Avec ce quatrième livre consacré à un illustre fait divers français, Philippe Jaenada creuse son sillon de romancier-enquêteur, qui lui vaut ces dernières années un joli succès public (et même critique).
Partageant cette fascination pour les faits divers qui racontent leur époque, je suis très client des bouquins de Jaenada, d'autant que je ne savais presque rien sur cette affaire Lucien Léger, trop ancienne pour avoir squatté les émissions spécialisées (pas de "Faites entrer l'accusé" à son sujet, notamment).
La première moitié du bouquin, au cours de laquelle l'auteur narre les évènements, est un véritable sans-faute : 10/10. Mystère, suspense, angoisse, Jaenada tient le lecteur dans le creux de sa plume, à l'issue d'un travail d'enquête d'une précision impressionnante.
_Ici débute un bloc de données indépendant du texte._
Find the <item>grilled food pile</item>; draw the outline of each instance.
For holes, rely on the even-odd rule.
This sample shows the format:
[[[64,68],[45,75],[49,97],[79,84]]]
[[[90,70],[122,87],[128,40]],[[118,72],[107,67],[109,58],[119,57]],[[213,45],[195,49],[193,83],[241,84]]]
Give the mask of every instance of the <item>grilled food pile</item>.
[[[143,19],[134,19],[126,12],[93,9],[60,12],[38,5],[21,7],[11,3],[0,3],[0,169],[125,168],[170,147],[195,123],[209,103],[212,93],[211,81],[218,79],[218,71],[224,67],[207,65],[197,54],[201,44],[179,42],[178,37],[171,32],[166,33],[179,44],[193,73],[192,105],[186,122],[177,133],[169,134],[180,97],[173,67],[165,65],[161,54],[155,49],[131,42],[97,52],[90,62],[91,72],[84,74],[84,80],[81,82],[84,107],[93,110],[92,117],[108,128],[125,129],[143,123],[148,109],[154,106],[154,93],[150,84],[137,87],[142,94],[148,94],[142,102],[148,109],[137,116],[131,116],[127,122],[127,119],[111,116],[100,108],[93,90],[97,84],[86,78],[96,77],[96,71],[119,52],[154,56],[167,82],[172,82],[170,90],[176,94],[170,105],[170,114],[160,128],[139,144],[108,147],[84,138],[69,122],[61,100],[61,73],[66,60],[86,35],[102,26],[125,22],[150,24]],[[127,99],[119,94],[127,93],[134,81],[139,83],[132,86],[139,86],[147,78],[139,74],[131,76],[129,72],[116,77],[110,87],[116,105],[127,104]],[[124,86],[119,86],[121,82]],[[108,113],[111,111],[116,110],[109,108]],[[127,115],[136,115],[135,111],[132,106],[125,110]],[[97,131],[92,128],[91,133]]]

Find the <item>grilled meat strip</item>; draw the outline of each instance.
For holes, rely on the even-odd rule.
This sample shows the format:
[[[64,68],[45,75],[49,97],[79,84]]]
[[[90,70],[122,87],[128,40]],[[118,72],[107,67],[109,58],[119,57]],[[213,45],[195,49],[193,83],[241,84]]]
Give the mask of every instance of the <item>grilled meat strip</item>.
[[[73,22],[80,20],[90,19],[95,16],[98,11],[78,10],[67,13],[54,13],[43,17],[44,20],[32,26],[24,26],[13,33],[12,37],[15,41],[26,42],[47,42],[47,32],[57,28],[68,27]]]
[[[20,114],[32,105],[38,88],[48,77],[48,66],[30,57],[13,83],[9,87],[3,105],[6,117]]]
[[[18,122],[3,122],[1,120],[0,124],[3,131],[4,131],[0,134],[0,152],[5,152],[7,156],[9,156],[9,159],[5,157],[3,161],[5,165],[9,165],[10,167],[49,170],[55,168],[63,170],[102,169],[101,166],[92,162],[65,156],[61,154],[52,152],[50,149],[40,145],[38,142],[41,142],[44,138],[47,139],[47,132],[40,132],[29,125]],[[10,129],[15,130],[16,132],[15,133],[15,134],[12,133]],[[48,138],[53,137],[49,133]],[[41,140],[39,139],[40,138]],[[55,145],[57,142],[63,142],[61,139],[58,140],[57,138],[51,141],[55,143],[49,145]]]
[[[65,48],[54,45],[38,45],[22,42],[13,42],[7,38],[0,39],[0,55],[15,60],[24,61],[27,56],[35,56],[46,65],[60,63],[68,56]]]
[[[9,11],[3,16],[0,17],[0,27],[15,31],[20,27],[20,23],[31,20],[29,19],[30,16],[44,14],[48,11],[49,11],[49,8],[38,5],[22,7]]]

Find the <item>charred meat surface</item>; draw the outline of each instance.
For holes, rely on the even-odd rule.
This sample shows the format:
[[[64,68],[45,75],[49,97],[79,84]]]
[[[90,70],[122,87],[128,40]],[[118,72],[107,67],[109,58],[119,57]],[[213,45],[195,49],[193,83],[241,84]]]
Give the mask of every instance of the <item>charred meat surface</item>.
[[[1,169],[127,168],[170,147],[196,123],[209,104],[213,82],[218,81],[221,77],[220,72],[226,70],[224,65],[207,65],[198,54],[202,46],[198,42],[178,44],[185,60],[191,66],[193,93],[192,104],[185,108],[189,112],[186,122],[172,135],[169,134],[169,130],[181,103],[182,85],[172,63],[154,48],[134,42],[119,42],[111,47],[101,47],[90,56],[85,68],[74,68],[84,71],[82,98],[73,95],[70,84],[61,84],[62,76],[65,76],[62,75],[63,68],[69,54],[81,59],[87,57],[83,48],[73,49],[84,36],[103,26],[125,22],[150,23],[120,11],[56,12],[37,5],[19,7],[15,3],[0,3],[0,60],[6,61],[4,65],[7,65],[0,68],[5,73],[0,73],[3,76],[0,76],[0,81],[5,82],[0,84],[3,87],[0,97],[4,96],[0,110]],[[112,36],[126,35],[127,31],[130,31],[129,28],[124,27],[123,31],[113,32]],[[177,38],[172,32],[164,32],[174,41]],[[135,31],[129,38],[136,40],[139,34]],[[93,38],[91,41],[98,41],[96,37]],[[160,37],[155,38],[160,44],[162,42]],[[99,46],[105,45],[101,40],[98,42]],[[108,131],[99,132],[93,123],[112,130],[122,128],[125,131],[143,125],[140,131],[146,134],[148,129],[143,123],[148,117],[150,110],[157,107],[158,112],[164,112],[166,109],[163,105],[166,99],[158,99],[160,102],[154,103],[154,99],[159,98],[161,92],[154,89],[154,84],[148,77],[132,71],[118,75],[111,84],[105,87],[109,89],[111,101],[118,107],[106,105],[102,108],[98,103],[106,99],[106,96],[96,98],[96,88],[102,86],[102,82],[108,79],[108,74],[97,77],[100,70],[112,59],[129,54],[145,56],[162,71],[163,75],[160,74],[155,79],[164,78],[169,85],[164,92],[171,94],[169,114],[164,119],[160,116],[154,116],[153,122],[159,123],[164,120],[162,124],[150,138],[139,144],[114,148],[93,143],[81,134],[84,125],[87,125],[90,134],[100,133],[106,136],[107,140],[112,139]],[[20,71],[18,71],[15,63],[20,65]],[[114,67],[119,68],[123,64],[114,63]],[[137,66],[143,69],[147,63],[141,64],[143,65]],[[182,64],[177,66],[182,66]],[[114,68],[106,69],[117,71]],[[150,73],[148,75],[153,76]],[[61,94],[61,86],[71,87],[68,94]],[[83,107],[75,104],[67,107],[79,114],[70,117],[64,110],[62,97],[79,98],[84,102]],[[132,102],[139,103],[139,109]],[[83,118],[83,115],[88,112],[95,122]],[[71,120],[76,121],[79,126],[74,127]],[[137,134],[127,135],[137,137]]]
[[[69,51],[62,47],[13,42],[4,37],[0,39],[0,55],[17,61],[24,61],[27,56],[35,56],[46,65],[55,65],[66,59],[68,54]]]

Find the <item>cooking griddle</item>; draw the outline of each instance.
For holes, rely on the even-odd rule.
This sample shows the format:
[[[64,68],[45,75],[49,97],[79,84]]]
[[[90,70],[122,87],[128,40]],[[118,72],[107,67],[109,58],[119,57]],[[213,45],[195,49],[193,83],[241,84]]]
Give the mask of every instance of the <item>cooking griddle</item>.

J'ai notamment adoré la brillante idée de mise en scène (de mise en page!) qui nous apprend la mort du petit Yves Taron.
Jusqu'au procès de Léger, grosso modo, "Au printemps des monstres" est un chef d'œuvre du genre, Jaenada parsemant toujours son récit de disgressions souvent insolites (et pas trop nombreuses, cette fois-ci) qui offrent au lecteur une respiration bienvenue.
Ensuite, le livre devient moins convaincant : Jaenada se met à ratiociner, poussant son goût du détail un peu trop loin à mon goût, s'éloignant de l'enquête proprement dite pour s'atteler au portrait de ses divers protagonistes.
Parallèlement, on s'aperçoit que le parti-pris de l'auteur en faveur de l'accusé le pousse à se fourvoyer. Jaenada défend la thèse selon laquelle Léger serait l'auteur des lettres (c'est prouvé), mais n'aurait pas commis le crime, couvrant un mystérieux commanditaire.
Or, sans aborder la question de la culpabilité, on sait au moins que Lucien Léger est un menteur à l'esprit retors (ses courriers le prouvent, rien ne l'obligeait à une telle violence, à une telle cruauté). Or Jaenada le présente comme un gentil paumé un peu naïf, faisant mine de le suivre dans certains de ses mensonges les plus grotesques.
Les arguments de l'auteur ne sont tout simplement pas convaincants.
En effet, on constate que plus d'un demi-siècle après les faits, Jaenada ne peut plus rien découvrir de neuf (ou si peu), de sorte que sa volonté de rétablir une quelconque vérité ne s'appuie que sur son ressenti personnel, par conséquent son propos tourne souvent à vide.
La seule chose que démontre le bouquin, c'est qu'une instruction-fleuve comme le dossier Léger comporte nécessairement des erreurs, des oublis, des parti-pris, que l'on retrouverait dans la plupart des grandes affaires du siècle écoulé.
Reste que Jaenada demeure un conteur hors-pair, même lorsqu'il s'égare sur des questions périphériques : je recommande donc malgré tout cette plongée dans les années 60, et je n'hésiterai pas à le suivre lors de sa prochaine enquête.